Every Brilliant Thing at the Criterion Theatre until 7 September 2024.
Review by Annette Kinsella
What will survive of us is love - crowdsourcing optimism show is a bittersweet joy.
Crowdsourcing is very much the watchword of late. Everywhere you look there’s crowdsourcing – corporations appealing for ideas to come up with concepts for groundbreaking designs, businesses working with communities to cocreate playgrounds, universities enlisting residents to curate exhibitions.
In Coventry it’s a subject very close to our hearts given the levels of success – or otherwise – attributed to the City of Culture’s efforts to cocreate art with local residents. (This is not a jab at the City of Culture btw – I don’t have strong feelings about it either way. I definitely enjoyed seeing the Midsummer Fire event at Caludon Castle and I know of loads of people that RAVED about Choir of Man).
But as usual, I digress. What if what you are crowdsourcing is ways to save a life? This is the fulcrum of Every Brilliant Thing, the innovative new show at Earlsdon's Criterion Theatre.
Telling the story of a mother’s suicide from the viewpoint of her young son, the one-person show offers up an unflinching perspective of the crippling impact of depression on those who love its victims.
The Every Brilliant Thing of the title refers to the efforts of the narrator (we never discover his name, but he's played by Jon Elves) to keep his mother alive by listing everything she has to live for. The audience becomes a part of the show as they are encouraged first to contribute their brilliant things to the list, and then to take the parts of family members or friends who touch the lives of the family. The momentum is maintained excellently by Elves, who manages to turn on a sixpence the tone from pathos to comedy, as he relates the events leading to and following his mother's death.
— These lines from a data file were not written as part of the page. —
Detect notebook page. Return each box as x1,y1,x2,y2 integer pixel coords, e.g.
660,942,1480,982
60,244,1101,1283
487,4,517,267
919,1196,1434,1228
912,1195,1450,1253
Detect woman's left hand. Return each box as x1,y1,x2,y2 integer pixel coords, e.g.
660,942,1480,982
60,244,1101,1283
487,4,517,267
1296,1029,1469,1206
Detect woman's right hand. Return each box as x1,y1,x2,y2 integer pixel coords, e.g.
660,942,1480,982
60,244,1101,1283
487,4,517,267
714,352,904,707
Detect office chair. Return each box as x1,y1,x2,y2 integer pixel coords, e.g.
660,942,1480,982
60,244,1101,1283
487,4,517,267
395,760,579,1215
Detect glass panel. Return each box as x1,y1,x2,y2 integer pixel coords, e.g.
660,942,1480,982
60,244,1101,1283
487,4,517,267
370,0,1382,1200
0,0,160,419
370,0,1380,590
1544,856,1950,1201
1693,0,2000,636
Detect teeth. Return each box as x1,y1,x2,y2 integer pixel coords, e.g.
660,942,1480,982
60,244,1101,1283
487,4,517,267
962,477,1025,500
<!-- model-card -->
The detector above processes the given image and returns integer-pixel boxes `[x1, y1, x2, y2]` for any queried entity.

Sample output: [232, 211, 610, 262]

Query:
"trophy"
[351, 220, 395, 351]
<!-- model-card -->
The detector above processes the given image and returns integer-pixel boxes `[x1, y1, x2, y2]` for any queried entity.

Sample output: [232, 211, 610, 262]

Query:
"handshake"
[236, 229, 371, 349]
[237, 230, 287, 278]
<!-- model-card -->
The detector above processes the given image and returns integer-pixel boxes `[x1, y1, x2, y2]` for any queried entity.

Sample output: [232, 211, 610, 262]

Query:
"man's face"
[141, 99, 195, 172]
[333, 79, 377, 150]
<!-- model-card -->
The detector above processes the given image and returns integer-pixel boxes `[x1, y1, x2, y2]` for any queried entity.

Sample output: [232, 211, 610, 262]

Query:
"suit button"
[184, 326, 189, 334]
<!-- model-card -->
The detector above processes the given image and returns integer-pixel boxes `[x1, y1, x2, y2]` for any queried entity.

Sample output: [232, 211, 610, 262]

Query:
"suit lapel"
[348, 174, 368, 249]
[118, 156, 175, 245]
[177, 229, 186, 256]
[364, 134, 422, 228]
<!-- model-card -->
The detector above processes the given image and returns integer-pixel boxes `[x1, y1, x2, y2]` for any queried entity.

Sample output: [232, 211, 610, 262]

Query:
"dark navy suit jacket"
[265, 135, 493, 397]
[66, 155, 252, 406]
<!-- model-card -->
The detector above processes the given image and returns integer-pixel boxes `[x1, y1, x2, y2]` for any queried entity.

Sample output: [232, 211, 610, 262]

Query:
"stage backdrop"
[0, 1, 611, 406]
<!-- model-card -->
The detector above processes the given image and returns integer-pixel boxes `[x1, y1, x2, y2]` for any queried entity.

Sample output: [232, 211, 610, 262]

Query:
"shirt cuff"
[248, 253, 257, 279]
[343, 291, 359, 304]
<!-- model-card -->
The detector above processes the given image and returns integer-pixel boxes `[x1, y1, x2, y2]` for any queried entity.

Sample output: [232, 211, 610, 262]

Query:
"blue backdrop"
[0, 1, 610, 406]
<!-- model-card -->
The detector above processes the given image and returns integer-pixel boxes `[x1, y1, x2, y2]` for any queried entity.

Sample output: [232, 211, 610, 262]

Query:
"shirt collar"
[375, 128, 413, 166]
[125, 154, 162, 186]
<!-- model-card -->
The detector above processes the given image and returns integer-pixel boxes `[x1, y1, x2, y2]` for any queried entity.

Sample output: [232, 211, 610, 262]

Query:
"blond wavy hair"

The sparse set, created by Lilian McGrath with Bill and Erica Young, perfectly complemented the monologue, allowing Elves’ performance to take centre stage. It's cleverly done and makes for uncomfortable viewing, as the paucity of props leaves the audience with nowhere to hide, training a laser-focus on the script's bittersweet message. Ultimately, we are forced to confront the terrible truth that, despite the natural exuberance and likeability of the narrator, not everything can be fixed and not everyone can be saved, no matter how much we may wish it.
And yet. Even given the tragedy of the world we live in, Every Brilliant Thing proves we can still find joy if we look hard enough. It’s hard to know exactly where the uplift in this remarkable show comes from, but there it is, as unshakable as the beam of a streetlamp on a stormy night. It reminds me of the often-quoted Leonard Cohen lyric ‘there is a crack in everything, that’s how the light gets in’. Or maybe it's best summed up by one of Coventry’s most famous sons Philip Larkin, who on seeing a statue of two long-dead lovers in Arundel, wrote his famous lines: “That almost-instinct almost true/ what will survive of us is love”.